Гроза 3
Шрифт:
Противники резонно указывали на слабую броню, бесполезную в столкновениях с танками пушку малого калибра в двадцать миллиметров, на то, что десанта она берeт меньше чем БТР.
Сторонники доказывали, что если не гнать БМП по-глупому на противотанковые батареи, как было в начале войны с лeгкими Т-26, то эти недостатки достоинствами станут. Какой танк сможет восемь человек десанта с собой взять? И не на броне, открытой всем ветрам и прочим капризам погоды, а внутри корпуса. Калибр у пушки не позволяет с танками бороться? Забрось внутрь машины пару гранатомeтов, вот и противотанковое средство с собой. Десантников в два раза меньше, чем в бронетранспортeре?
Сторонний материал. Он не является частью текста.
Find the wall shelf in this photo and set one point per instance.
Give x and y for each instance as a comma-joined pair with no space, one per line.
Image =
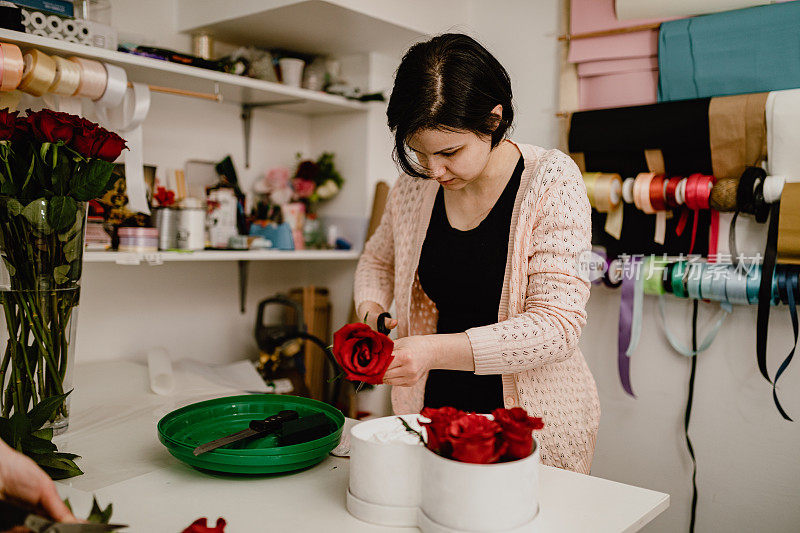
327,27
157,258
235,89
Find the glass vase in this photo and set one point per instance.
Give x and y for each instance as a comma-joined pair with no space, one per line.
40,291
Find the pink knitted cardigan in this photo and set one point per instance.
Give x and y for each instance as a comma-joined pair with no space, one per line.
534,344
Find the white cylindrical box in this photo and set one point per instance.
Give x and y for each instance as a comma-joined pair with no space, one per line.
385,477
191,228
500,497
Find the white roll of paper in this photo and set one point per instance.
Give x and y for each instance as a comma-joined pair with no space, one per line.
159,368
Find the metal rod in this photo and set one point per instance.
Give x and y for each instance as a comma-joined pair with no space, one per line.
217,97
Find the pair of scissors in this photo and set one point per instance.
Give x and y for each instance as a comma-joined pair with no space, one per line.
14,517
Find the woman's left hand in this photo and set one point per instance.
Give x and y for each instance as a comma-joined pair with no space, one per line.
413,356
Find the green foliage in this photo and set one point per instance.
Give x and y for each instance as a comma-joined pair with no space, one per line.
23,432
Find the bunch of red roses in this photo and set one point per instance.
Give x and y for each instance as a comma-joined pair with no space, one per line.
474,438
83,136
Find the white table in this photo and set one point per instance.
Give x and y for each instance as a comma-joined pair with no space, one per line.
113,427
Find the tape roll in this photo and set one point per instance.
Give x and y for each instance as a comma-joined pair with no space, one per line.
38,73
10,99
38,20
116,85
93,78
68,77
54,24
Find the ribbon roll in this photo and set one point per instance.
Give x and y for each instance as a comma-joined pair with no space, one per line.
116,85
38,73
13,66
126,119
67,79
641,192
93,78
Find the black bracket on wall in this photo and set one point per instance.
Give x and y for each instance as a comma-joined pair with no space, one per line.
247,119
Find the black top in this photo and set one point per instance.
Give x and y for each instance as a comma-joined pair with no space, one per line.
462,272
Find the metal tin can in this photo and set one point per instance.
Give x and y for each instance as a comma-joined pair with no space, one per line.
191,228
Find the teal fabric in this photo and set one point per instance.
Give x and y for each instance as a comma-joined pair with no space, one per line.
743,51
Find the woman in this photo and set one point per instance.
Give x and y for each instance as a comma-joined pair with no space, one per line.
478,246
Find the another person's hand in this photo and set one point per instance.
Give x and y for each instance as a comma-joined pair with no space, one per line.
413,357
372,311
21,479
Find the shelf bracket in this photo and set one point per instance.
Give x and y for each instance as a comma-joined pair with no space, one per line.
242,285
247,119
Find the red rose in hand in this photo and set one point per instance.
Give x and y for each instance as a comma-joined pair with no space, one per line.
8,124
303,188
108,145
436,429
518,430
85,136
475,439
201,526
49,126
363,354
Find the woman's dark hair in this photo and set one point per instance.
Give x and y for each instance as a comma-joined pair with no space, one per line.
450,82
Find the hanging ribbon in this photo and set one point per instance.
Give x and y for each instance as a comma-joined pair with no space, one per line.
126,119
67,80
38,74
605,195
93,78
787,288
765,291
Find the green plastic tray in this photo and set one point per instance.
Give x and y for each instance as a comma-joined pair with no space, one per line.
182,430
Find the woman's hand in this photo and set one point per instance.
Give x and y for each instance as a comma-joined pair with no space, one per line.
413,357
21,479
372,311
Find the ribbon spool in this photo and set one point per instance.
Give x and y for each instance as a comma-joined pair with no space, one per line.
13,65
67,79
605,195
116,85
38,74
93,78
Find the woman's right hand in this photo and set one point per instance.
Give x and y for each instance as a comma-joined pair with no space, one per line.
372,311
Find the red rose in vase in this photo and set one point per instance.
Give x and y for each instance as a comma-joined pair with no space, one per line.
475,439
201,526
8,124
50,126
436,429
518,429
108,145
363,354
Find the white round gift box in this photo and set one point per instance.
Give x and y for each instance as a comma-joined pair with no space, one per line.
385,477
499,497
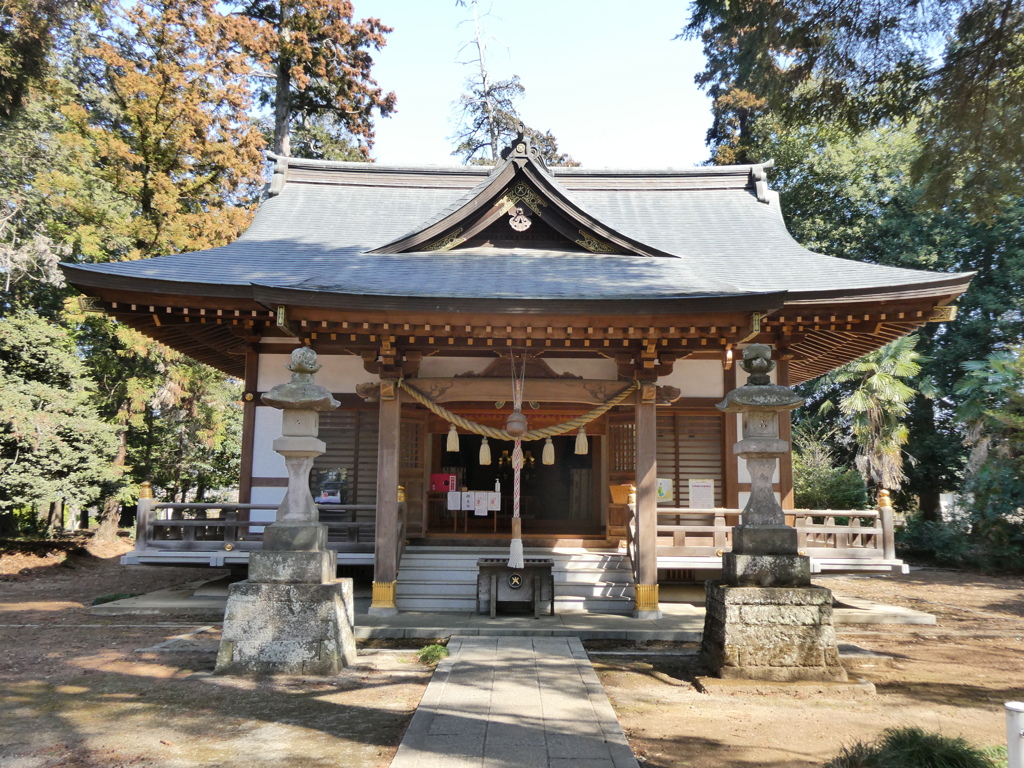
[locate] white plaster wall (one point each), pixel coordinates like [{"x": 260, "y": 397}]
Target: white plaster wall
[
  {"x": 437, "y": 367},
  {"x": 339, "y": 373},
  {"x": 266, "y": 462},
  {"x": 597, "y": 368},
  {"x": 268, "y": 496},
  {"x": 696, "y": 378}
]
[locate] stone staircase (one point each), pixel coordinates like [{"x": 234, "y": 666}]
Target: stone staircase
[{"x": 443, "y": 579}]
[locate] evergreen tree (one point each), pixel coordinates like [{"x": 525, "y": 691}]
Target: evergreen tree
[{"x": 53, "y": 444}]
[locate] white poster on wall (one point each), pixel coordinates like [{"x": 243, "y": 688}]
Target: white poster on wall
[
  {"x": 666, "y": 493},
  {"x": 701, "y": 494}
]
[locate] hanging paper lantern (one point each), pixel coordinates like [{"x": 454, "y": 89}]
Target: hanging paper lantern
[
  {"x": 548, "y": 457},
  {"x": 516, "y": 424},
  {"x": 583, "y": 446}
]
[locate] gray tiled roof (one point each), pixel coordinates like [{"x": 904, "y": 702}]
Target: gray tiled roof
[{"x": 315, "y": 235}]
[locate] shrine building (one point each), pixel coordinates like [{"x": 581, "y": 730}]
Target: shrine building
[{"x": 625, "y": 296}]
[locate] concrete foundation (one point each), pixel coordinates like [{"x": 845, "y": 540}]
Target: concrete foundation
[
  {"x": 779, "y": 634},
  {"x": 288, "y": 629}
]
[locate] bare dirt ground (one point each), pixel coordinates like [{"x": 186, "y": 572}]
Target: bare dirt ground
[
  {"x": 952, "y": 678},
  {"x": 75, "y": 692}
]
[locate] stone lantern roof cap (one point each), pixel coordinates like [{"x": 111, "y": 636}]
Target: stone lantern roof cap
[
  {"x": 301, "y": 393},
  {"x": 759, "y": 393}
]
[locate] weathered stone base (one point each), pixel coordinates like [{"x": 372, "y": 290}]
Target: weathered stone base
[
  {"x": 781, "y": 634},
  {"x": 766, "y": 570},
  {"x": 292, "y": 567},
  {"x": 288, "y": 629}
]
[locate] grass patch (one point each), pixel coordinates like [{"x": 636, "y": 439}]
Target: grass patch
[
  {"x": 912, "y": 748},
  {"x": 431, "y": 654}
]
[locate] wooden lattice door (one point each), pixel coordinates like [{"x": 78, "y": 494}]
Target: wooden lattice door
[
  {"x": 414, "y": 468},
  {"x": 622, "y": 446}
]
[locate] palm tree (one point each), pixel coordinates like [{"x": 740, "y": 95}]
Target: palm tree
[{"x": 877, "y": 408}]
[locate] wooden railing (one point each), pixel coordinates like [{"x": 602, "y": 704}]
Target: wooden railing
[
  {"x": 835, "y": 534},
  {"x": 192, "y": 527}
]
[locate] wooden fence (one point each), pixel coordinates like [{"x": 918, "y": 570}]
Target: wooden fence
[{"x": 197, "y": 527}]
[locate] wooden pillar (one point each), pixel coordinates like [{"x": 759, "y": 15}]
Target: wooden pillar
[
  {"x": 646, "y": 513},
  {"x": 785, "y": 433},
  {"x": 248, "y": 428},
  {"x": 730, "y": 462},
  {"x": 386, "y": 542}
]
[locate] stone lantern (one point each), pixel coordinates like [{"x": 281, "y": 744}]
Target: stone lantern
[
  {"x": 764, "y": 621},
  {"x": 292, "y": 615}
]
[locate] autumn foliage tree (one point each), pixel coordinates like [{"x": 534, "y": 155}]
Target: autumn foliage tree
[
  {"x": 313, "y": 59},
  {"x": 174, "y": 140}
]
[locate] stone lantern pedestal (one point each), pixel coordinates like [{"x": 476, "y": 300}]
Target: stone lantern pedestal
[
  {"x": 764, "y": 621},
  {"x": 292, "y": 615}
]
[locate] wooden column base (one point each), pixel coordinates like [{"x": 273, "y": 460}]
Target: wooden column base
[
  {"x": 646, "y": 601},
  {"x": 383, "y": 599}
]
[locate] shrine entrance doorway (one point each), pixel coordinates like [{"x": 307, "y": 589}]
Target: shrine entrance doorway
[{"x": 557, "y": 500}]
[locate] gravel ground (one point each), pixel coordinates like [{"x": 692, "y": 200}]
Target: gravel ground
[{"x": 76, "y": 691}]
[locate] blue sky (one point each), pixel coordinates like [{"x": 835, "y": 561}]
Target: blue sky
[{"x": 606, "y": 78}]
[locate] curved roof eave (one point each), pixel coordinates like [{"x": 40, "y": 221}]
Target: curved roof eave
[
  {"x": 682, "y": 304},
  {"x": 522, "y": 159}
]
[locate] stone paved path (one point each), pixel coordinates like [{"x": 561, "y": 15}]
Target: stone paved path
[{"x": 514, "y": 702}]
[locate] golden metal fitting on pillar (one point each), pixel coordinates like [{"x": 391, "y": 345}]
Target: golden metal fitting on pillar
[
  {"x": 646, "y": 597},
  {"x": 383, "y": 596}
]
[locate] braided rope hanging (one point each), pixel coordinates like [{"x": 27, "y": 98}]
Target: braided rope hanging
[
  {"x": 515, "y": 547},
  {"x": 501, "y": 434}
]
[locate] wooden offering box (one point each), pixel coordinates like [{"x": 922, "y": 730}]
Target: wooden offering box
[{"x": 497, "y": 584}]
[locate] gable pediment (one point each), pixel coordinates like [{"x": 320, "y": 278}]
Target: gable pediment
[{"x": 520, "y": 206}]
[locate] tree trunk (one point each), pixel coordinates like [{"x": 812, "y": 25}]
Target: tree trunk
[
  {"x": 55, "y": 522},
  {"x": 110, "y": 517},
  {"x": 931, "y": 508},
  {"x": 283, "y": 91}
]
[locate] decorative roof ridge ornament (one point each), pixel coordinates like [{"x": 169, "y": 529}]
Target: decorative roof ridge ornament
[
  {"x": 280, "y": 176},
  {"x": 759, "y": 176},
  {"x": 522, "y": 150}
]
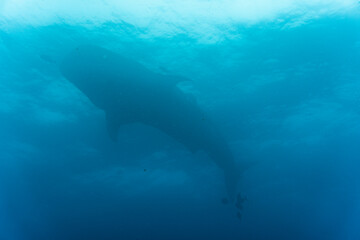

Зато пушка есть, а ещe спаренный с ней пулемeт, а у БТРа
В конце концов, самые разумные предложили у пехтуры спросить, что для неe лучше - бежать за танком, или в нeм, то есть в БМП, ехать?
Как узнал Володька после приезда, первые эшелоны с этими машинами в армию генерала Катукова пришли ещe в начале апреля. Только распределили их по механизированным корпусам армии. Посчитали, что там они нужнее.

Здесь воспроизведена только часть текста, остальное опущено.